Moskau (taz) – Fast beiläufig gab Präsident Jelzin bei einem Gespräch mit russischen Journalisten seine Absicht preis, seinen Außenminister Andrej Kosyrew zu entlassen. Jelzin warf ihm Unzulänglichkeiten in der Amtsführung vor und bedauerte dessen Unvermögen, die Arbeit zwischen verschiedenen Ministerien zu koordinieren.

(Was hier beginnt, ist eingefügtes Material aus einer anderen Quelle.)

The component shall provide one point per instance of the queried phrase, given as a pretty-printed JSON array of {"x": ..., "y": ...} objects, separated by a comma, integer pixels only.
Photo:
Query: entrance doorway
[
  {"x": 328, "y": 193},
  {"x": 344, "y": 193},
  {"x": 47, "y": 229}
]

Die barsche Abkehr verweist jedoch eher auf andere Gründe für diesen Entschluß: Andrej Kosyrew kann mit seiner über vierjährigen Amtszeit nicht sonderlich zufrieden sein, doch trifft ihn nicht allein die Schuld. In Bosnien zeigte sich der schwindende Einfluß Rußlands. Nicht einmal der Verbündete Milošević in Belgrad hörte aufmerksam auf die Ratschläge aus dem Kreml.

Und auch in der Frage der Nato- Erweiterung gelang es dem Außenminister nicht, die westlichen Partner von der Erweiterung nach Osten abzubringen. Wenig Erfolg hatte Kosyrew auch damit, die Ex- Sowjetunion langsam – zumindest wirtschaftlich – wieder zusammenzufügen, so wie es die Nationalisten und Imperialisten unaufhaltsam fordern. Kosyrew begleitete den Bedeutungsverlust Rußlands als Supermacht, den in Moskau die verschiedensten politischen Kräfte bis heute nicht wahrhaben wollen.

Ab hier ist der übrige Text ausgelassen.